Thursday, July 7, 2011
Day 36-July 6, 2011- Iowa City, Iowa
Today is a story of the road and corn. Etta and I zig-zagged at right angles south and east, south and east, south and east across a good part of Iowa on two lane state roads, straight- as-a-bent-arrow right angle turns again and again stair stepping our way to east-central Iowa City. So here are a few of the highway sights.

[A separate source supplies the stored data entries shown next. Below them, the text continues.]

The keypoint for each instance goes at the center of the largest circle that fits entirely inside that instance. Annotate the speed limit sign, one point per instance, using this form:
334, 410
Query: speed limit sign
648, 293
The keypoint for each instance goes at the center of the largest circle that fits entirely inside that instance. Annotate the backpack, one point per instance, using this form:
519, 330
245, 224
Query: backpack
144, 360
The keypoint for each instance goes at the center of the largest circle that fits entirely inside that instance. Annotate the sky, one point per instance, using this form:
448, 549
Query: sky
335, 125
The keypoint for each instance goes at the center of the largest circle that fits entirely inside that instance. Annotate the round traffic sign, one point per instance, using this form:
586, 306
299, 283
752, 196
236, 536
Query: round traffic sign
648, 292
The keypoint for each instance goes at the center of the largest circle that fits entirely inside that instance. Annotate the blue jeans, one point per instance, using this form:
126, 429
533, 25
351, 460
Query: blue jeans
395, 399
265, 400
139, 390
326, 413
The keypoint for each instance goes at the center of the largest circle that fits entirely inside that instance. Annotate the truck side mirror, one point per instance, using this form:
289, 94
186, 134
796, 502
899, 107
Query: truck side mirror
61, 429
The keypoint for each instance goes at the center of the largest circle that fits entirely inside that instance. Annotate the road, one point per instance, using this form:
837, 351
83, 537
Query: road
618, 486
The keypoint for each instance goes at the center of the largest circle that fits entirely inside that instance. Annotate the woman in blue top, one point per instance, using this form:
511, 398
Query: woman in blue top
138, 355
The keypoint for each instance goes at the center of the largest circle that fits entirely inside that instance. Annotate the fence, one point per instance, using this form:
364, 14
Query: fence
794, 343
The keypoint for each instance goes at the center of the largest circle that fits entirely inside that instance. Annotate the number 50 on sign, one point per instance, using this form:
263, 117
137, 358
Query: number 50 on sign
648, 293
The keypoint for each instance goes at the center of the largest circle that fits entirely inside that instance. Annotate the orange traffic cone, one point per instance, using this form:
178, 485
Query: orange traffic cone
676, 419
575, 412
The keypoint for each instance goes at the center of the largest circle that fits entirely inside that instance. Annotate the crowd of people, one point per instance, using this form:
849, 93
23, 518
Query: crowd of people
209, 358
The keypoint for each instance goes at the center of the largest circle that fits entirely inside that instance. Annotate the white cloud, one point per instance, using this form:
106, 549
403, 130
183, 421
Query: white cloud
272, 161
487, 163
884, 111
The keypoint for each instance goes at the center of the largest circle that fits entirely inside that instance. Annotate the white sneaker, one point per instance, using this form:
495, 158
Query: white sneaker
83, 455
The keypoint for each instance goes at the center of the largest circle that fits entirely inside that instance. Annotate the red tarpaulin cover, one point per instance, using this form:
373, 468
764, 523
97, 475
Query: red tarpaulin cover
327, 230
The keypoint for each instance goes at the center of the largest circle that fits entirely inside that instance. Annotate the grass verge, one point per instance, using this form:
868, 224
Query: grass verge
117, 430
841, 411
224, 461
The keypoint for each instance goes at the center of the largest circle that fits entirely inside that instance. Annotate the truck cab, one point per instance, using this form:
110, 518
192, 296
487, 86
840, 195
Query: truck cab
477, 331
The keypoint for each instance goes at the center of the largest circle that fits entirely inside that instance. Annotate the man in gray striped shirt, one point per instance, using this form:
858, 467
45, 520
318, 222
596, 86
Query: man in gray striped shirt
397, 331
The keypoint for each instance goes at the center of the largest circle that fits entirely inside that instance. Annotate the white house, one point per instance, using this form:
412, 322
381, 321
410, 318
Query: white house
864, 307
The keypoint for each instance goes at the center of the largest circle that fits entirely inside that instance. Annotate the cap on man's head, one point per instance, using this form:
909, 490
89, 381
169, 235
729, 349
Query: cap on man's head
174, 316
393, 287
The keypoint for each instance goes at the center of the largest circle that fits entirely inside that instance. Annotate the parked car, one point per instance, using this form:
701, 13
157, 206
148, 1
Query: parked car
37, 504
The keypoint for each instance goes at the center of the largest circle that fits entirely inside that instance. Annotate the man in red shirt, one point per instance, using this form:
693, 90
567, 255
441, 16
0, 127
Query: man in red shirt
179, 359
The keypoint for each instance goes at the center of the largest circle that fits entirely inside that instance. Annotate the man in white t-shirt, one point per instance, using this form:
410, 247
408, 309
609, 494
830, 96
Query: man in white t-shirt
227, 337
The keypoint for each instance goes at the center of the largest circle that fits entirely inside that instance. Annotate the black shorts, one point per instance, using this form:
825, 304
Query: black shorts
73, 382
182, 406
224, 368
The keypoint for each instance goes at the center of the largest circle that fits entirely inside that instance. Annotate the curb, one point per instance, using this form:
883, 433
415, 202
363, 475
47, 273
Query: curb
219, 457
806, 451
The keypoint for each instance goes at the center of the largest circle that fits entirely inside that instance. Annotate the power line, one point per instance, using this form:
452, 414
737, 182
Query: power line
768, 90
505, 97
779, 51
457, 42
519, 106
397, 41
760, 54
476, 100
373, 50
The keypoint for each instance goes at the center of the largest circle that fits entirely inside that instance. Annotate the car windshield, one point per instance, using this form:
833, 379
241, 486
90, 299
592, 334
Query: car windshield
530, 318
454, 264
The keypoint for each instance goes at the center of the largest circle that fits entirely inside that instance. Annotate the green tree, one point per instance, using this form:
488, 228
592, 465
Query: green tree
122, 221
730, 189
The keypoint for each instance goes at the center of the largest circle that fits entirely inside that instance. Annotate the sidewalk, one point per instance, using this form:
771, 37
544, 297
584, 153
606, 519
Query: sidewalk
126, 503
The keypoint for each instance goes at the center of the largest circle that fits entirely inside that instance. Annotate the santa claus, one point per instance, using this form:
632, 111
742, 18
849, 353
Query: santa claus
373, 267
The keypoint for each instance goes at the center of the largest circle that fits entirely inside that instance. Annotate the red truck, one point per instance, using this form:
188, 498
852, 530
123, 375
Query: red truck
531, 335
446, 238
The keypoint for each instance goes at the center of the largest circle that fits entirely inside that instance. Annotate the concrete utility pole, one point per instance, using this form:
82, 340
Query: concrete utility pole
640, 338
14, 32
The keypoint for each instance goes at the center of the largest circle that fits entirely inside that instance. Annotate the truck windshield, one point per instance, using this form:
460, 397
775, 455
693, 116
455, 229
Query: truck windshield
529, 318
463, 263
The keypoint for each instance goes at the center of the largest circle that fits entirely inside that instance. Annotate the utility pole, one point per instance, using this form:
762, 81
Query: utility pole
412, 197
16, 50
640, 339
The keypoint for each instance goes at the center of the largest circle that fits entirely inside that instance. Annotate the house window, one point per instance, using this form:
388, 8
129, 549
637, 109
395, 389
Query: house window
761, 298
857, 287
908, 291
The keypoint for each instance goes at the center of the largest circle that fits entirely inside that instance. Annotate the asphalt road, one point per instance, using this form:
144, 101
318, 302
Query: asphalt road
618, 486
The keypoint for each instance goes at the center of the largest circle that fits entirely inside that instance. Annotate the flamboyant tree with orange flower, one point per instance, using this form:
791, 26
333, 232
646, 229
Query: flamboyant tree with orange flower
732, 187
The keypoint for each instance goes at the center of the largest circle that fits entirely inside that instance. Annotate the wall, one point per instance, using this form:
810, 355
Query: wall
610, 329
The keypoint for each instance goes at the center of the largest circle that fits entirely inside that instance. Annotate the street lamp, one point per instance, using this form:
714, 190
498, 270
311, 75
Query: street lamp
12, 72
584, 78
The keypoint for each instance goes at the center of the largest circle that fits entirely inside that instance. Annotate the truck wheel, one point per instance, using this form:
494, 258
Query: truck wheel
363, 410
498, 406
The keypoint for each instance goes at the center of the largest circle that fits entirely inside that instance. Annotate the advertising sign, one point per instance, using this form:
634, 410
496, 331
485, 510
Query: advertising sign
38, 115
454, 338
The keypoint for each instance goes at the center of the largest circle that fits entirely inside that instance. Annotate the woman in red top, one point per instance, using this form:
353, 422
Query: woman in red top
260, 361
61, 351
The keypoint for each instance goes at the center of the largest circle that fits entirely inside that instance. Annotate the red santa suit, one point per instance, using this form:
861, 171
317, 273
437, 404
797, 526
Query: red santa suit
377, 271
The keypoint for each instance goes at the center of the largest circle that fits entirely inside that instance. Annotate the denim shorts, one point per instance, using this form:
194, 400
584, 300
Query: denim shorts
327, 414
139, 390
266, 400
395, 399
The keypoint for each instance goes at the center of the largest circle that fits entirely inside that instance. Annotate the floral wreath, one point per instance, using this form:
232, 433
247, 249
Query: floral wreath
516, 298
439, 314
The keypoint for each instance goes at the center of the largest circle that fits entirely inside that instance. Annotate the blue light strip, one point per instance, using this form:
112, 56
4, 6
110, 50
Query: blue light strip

*Followed a slow pokey truck pulling one of those big jellyroll bales of hay near Dickens
*Stopped to stand at the edge of a sea of corn ad infinitum, and feel the bio-heat in front of me
*Big corn depots in Emmetsburg
*Old-timey downtown of Cylinder dominated by its grain silos
*Lunch with Etta in a roadside park in Clear Lake
*Wind farm aliens near Waterloo
We arrived in historic Iowa City, home of the University of Iowa around 4pm and immediately met Dana Haugaard, formerly of Atlanta and now getting his MFA in sculpture at the University here. We’re standing in front of his professor, Jim Snitzer’s home who took this picture. I returned Dana’s six Hand to Hand gloves and hands. This one is made of dollar bills, hand stitched and softened into a comfortable Iraq War glove. I like college towns like this. It reminds me of a prairie version of Bozeman, MT (U of MT) and Starkville, MS (Miss State). Mid-sized towns with cool shops, coffee houses, well-kept Victorian historical areas, socially conscious, creative minds in full bloom.
Etta and I pitched our tent at the Coralville Lake Dam a few miles outside of Iowa City. We face a massive pile of rip-rap rubble which is part of the dam itself. The Coralville lake water is on the opposite side, innocently slurping against this wall of stone.
A roaring tailwater pours through a tunnel in the dam from the lake right next to the campsite, creating a blast of whitewater sound. Unfortunately I did not stay here long. I loved the weirdness of the site, but I did not feel safe. The area was empty of other tenters. Cars with solo men would park in a lot nearby, drink by themselves, or make long phone calls. I felt exposed and vulnerable. So I moved uphill to the lakeside where I found the familiar RVs and families with kids and grandkids, electricity and showers.